Dozens of state lawmakers in Oklahoma (several of whom support the death penalty) are urging the state to consider new evidence that might clear death row inmate Richard Glossip, who has been scheduled to be executed on September 22.

In a letter dated August 4, 61 state legislators urged Attorney General John O’Connor to join a request by Glossip for a new evidentiary hearing to look over some of the information compiled by national law firm Reed Smith that purports to show Glossip’s possible innocence.

Glossip is on death row for the 1997 murder of Barry Van Treese. Glossip did not actually kill Van Treese himself. Rather he was convicted for allegedly masterminding a plan for Justin Sneed (who was 19 at the time) to kill Van Treese. Van Treese owned the hotel in Oklahoma City where the two men worked; Glossip was the manager and Sneed a maintenance man.
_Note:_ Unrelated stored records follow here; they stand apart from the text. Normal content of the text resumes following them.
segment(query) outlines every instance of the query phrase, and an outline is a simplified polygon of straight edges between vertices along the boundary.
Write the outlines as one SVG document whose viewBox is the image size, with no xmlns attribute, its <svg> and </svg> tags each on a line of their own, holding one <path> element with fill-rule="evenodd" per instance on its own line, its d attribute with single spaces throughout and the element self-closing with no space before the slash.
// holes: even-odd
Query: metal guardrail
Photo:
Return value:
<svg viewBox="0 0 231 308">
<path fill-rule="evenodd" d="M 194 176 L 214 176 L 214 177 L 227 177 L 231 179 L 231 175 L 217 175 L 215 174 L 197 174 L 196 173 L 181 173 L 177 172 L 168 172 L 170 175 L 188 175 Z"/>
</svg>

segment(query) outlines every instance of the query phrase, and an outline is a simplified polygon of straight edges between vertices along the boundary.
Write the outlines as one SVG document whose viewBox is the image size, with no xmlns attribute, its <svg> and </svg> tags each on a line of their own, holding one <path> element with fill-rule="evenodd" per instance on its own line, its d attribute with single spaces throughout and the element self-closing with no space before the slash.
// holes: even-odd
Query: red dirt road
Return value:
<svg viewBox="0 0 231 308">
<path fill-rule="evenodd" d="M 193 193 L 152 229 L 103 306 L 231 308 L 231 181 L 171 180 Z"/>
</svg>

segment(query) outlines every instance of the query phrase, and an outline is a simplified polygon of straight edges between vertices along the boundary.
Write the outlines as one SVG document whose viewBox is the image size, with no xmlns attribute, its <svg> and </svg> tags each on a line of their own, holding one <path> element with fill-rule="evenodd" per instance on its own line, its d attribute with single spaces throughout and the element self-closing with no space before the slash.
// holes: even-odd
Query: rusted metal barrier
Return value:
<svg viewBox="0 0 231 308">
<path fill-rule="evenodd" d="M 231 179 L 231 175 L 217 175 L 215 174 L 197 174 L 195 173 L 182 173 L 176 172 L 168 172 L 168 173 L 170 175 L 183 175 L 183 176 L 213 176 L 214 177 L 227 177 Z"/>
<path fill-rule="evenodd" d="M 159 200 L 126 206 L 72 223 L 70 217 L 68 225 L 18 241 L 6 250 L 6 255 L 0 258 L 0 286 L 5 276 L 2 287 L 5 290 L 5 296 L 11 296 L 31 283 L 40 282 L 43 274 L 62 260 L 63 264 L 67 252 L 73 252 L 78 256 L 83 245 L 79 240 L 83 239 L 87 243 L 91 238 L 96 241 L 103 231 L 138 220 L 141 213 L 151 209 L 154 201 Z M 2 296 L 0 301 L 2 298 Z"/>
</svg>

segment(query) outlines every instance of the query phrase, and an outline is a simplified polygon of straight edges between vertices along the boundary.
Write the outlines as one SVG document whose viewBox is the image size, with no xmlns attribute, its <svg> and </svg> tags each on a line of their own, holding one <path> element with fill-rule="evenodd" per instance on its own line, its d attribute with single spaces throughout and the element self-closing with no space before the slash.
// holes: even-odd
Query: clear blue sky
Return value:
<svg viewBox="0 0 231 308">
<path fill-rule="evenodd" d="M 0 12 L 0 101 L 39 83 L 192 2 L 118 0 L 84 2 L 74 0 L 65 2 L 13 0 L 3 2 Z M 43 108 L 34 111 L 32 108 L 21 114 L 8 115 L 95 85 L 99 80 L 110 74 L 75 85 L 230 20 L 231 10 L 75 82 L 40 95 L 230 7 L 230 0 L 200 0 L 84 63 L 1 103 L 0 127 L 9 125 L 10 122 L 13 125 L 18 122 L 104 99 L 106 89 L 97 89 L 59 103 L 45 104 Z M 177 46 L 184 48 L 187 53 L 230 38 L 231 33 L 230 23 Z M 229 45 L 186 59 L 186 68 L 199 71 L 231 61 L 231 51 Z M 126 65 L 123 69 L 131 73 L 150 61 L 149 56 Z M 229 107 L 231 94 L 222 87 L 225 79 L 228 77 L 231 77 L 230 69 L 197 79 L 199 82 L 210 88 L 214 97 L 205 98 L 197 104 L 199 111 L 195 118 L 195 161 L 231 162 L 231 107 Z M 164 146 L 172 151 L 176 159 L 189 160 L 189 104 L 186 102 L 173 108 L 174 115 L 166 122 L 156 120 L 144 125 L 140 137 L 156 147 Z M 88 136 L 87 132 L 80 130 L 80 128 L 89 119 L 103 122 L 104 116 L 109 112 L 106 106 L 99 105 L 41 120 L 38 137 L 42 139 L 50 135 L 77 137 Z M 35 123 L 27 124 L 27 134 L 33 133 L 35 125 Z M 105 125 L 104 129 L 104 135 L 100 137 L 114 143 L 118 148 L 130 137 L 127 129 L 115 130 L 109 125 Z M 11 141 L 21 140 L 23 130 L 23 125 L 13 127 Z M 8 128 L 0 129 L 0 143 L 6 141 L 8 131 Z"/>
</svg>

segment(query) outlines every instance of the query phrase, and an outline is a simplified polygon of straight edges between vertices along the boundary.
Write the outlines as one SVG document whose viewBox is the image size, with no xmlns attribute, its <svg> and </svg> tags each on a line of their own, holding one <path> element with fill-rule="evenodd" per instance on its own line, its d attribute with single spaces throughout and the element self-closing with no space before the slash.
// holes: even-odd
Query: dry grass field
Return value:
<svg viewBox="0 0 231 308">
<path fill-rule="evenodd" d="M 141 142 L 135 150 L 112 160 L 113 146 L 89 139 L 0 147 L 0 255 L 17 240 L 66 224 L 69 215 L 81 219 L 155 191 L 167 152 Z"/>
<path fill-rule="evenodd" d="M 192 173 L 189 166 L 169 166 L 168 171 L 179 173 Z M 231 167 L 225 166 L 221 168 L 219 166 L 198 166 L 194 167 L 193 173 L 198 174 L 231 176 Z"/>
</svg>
Sneed claimed that Glossip pressured him and offered him money in return for the deed. Glossip would ultimately be convicted twice—the first conviction being tossed in 2001—and sent to death row almost entirely on Sneed’s claims. For his part, Sneed was spared the death sentence, accepted a plea deal, and sent to prison for life for beating Van Treese to death with a baseball bat.